Оставляю на волю модераторов. Самодержавных, а как же.


----------



## Tower of Babel

Hmm, I wonder if it's possible that the version using "королева" instead of "царица" was introduced during the Soviet period, to try to erase the memory of the former monarchs of Russia? Строго говоря, царица может быть монарх (или супруга монарха) только России, а не любой другой страны, не так ли?


----------



## Kolan

Tower of Babel said:


> Строго говоря, царица может быть монарх (или супруга монарха) только России, а не любой другой страны, не так ли?


Almost. Сейчас, конечно, царей нигде нет, но в XX веке последним настоящим, т.е., правившим самостоятельно, был болгарский царь Борис III (до 1943 года), хотя формально царство вроде бы длилось до 1946 года при административной неразберихе. Была у Бориса III и *царица*, Йована. Последняя же русская династия царей (Романовы) продержалась 305 лет до февраля 1917 года.

Недолгое современное Третье Болгарское царство существовало лет 35, причём первым царём стал австриец Фердинанд I (_из князей в..._), с закулисными подробностями восшествия которого на престол я столкнулся в воспоминаниях Витте, изучая материалы по Л.Мартову - фанера, оказывается, пролетела над Парижем в том же 1908 году и т.д. (большая, всё-таки, побочная польза от Фальера ).


----------



## Tower of Babel

Kolan said:


> Была у Бориса III и *царица*, Йована.


Спасибо большое, это всё действительно крайне интересно. Я почитал про царицу Йовану и обнаружил, что она дожила до 2000 года, совсем недавно! As we say in English, this would make an excellent trivia question, because it's so tricky:

— "Who was the last tsaritsa?"
— Александра Фёдоровна Романова?
— Да нет!


----------



## Kolan

Строго говоря, Александра Фёдоровна была не российской царицей, а российской императрицей (и самодержицей ). Российские цари, начиная с Петра I, именовались императорами, а их жёны - императрицами.

"Титул император всероссийский (_Императоръ Всероссiйскiй_) был принят Петром I 22 октября 1721 по просьбе Сената после победы в Северной войне и просуществовал до Февральской революции 1917." 

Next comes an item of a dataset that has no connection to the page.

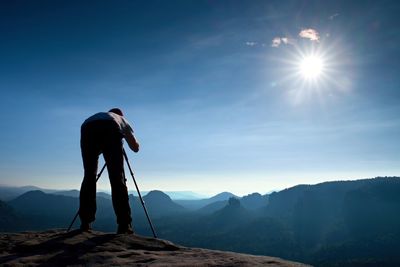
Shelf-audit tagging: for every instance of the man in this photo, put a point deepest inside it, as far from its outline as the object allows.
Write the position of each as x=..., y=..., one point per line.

http://ru.wikipedia.org/wiki/Императоры_России

При этом царский титул, однако, упразднён не был, так что к концу династии в полном титуле Николая II после "должностей" _императора и самодержца_ (а не только _императора_!) значились "должности": "...Царь Казанский, Царь Астраханский, Царь Польский, Царь Сибирский, Царь Херсонеса Таврического, Царь Грузинский; ". Александра Фёдоровна считалась, естественно, царицей во всех этих номинациях, но только российской царицей, всё-таки, не являлась.

http://ru.wikipedia.org/wiki/Никола....BF.D1.80.D0.BE.D0.B7.D0.B2.D0.B8.D1.89.D0.B0

Последней российской царицей, таким образом, следует считать Прасковью Фёдоровну Салтыкову, скончавшуюся вдовствующей царицей после смерти супруга, Ивана V, уже в царствование Петра I. Ни одна из настоящих русских цариц самостоятельно так и не правила.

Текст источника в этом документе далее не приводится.